Researching disability is, on the one hand, analyzing how our social context oppresses certain bodies, including the disabled. But it is also, on the other hand, to understand that research calls us to fight for a more diverse world, for this reason even more.


Marcia Moraes

In addition to the workshops, the project also develops actions in public and private schools, in order to mobilize in the fight against the oppression of people with disabilities. “It is an issue that concerns all of us, people with and without disabilities,” ponders the coordinator. Even more so if the current moment, marked by setbacks in all areas of assistance, is taken into account. According to her, “precarious working conditions, for example, have a negative effect on all of us. However, it affects even more violently the lives of those people who need accessible transport, of social benefits, to be in city spaces.”

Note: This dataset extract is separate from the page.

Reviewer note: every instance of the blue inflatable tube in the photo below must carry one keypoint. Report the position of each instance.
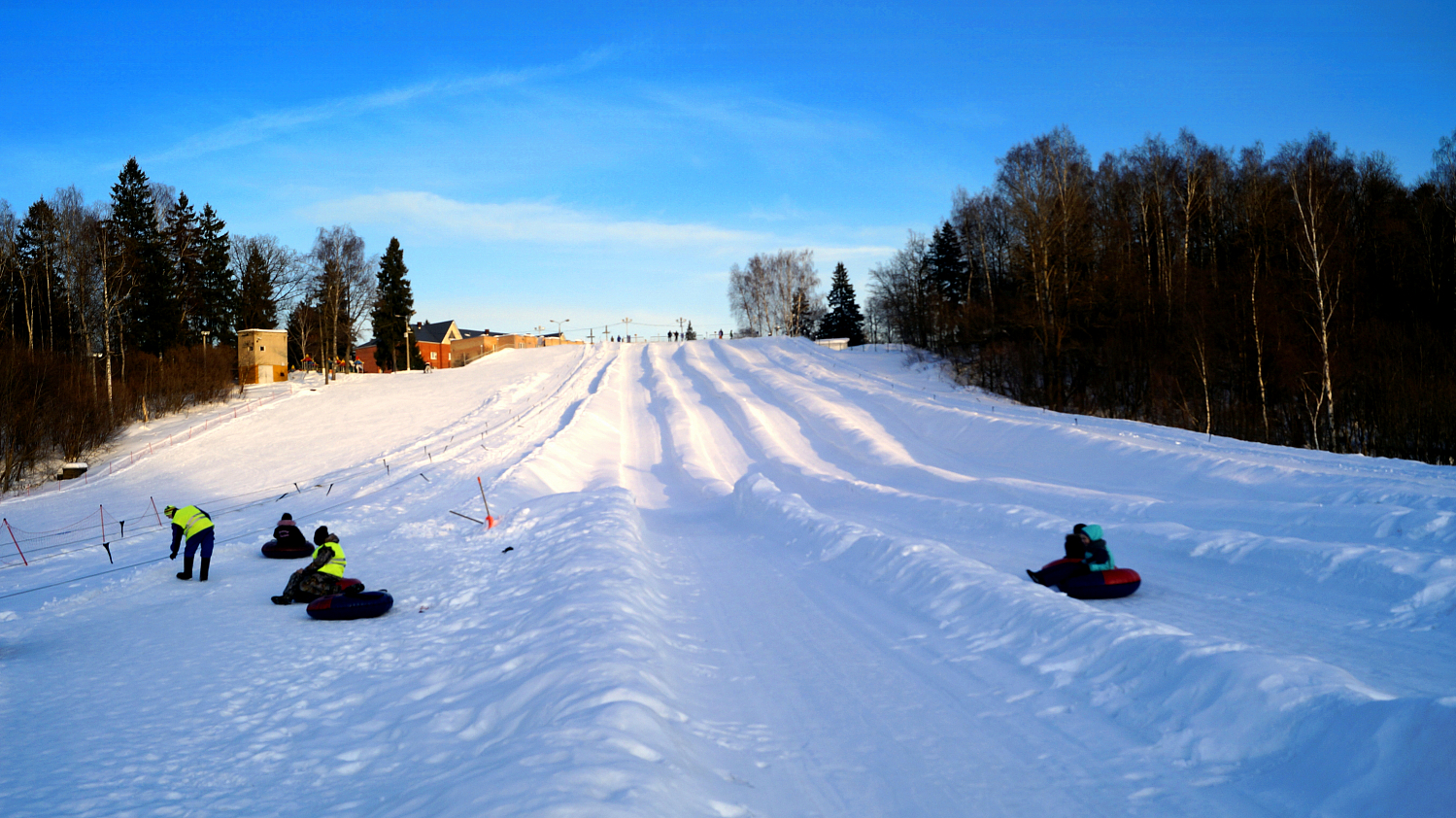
(352, 606)
(274, 551)
(1100, 584)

Marcia explains that the study that originated and gives life to the experimentation workshops, as well as all the project’s actions in society, goes beyond the academic universe, constituting a way of being present and acting in the world-oriented towards diversity, equality, and justice. According to her, “researching disability is, on the one hand, analyzing how our social context oppresses certain bodies, including the disabled. But it is also, on the other hand, to understand that research calls us to fight for a more diverse world, for this reason even more just. Affirming difference and diversity as our condition is fundamental if we really want to build a less unequal world,” she emphasizes.

In the words of psychologist Camila, Perceber sem ver is, “without a doubt, a space for training. This is indisputable. It is a space that trains people who will work, act, think, write and research in the field based on a social model of disability, being able to intervene critically and politically in it. We know that in the country, intervention strategies in this area are still geared towards a medical perspective of disability, which does not comply with the guidelines of the Brazilian Law for the Inclusion of People with Disabilities.”

In addition, she adds, “thinking about the threat that research suffers in the current context is thinking about reducing a group that trains scientists to work in the field of disability, in a qualified, serious and analytically sensitive way. The risk that research activities are taking today in the country is that of decreasing the discussion, academic production, and training of professionals who will work in the area. In resume, these are the limitations that a very insensitive society imposes. And to deal with this, it takes a lot of creativity and willingness,” concludes Camila.